Chiede di essere processato con rito abbreviato condizionato all’acquisizione di un video delle telecamere di sorveglianza lo straniero di 24 anni arrestato nei giorni scorsi con l’accusa di avere urinato su un’auto dei carabinieri parcheggiata in piazza Danti. Il giovane, aiuto cuoco, aveva ripreso la scena anche con il cellulare in un filmato di 35 secondi. È accusato di danneggiamento, oltraggio a pubblico ufficiale e vilipendio della Repubblica, delle istituzioni costituzionali e delle forze armate.

Abbreviato La richiesta di rito breve, che consente lo sconto di un terzo in caso di condanna, è stata formalizzata questa mattina dagli avvocati Giovanna D’Agostini e Marco Gentili nel corso della prosecuzione della direttissima. Nella prima udienza il giudice aveva convalidato l’arresto e rimesso in libertà il 24enne, escludendo esigenze cautelari.

Il fatto Nella notte tra martedì e mercoledì scorso, intorno alle 2.30, i carabinieri impegnati in accertamenti in piazza IV Novembre sono stati avvisati dalla centrale operativa che in piazza Danti c’era un uomo intento a «espletare i propri bisogni fisiologici sopra l’autovettura di servizio istituzionale». Dalla centrale, attraverso le telecamere di videosorveglianza, era stato notato anche che stava riprendendo la scena con il cellulare. La gazzella – si legge nel verbale dell’Arma – in quel momento «non si trovava a vista dei militari». Raggiunta piazza Danti, i carabinieri hanno trovato l’uomo «con i pantaloni slacciati e gli indumenti intimi abbassati, intento a urinare sulla carrozzeria del veicolo militare». Nel capo d’accusa il pm Alessandro Pazzaglia sostiene che il giovane avrebbe urinato «sullo sportello, sulla ruota e sulla maniglia di apertura dell’auto d’istituto dell’Arma, destinata al pubblico servizio», rendendola «temporaneamente inservibile» per la necessità di lavaggio e sanificazione straordinaria.

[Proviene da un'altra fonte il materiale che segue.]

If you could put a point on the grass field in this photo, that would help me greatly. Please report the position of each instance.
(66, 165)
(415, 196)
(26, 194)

Il video Il 24enne è stato arrestato alle 3.15. Secondo gli atti il fatto è avvenuto «in presenza di una moltitudine di persone» e sarebbe stato ripreso con lo smartphone dell’indagato. «Dalla visione immediata – hanno ricostruito i militari – si riscontrava l’azione dell’uomo. Il telefono è stato sequestrato». Gli operanti hanno ravvisato la gravità della condotta per la «contaminazione biologica» delle parti del mezzo destinate al contatto manuale, tra cui ruota, sportello e maniglia. Le condizioni igienico-sanitarie, si legge nel verbale, avrebbero compromesso la normale funzionalità dell’auto, costretta a restare fuori servizio per gli interventi di pulizia.

Le accuse Per l’Arma la condotta configura l’oltraggio a pubblico ufficiale perché compiuta sulla pubblica via, davanti a numerose persone presenti nel centro storico, e perché offensiva dell’onore e del decoro dei militari in servizio. Secondo l’accusa, il gesto integra anche il vilipendio, in quanto ritenuto «palesemente denigratorio» e idoneo a manifestare una grave offesa pubblica.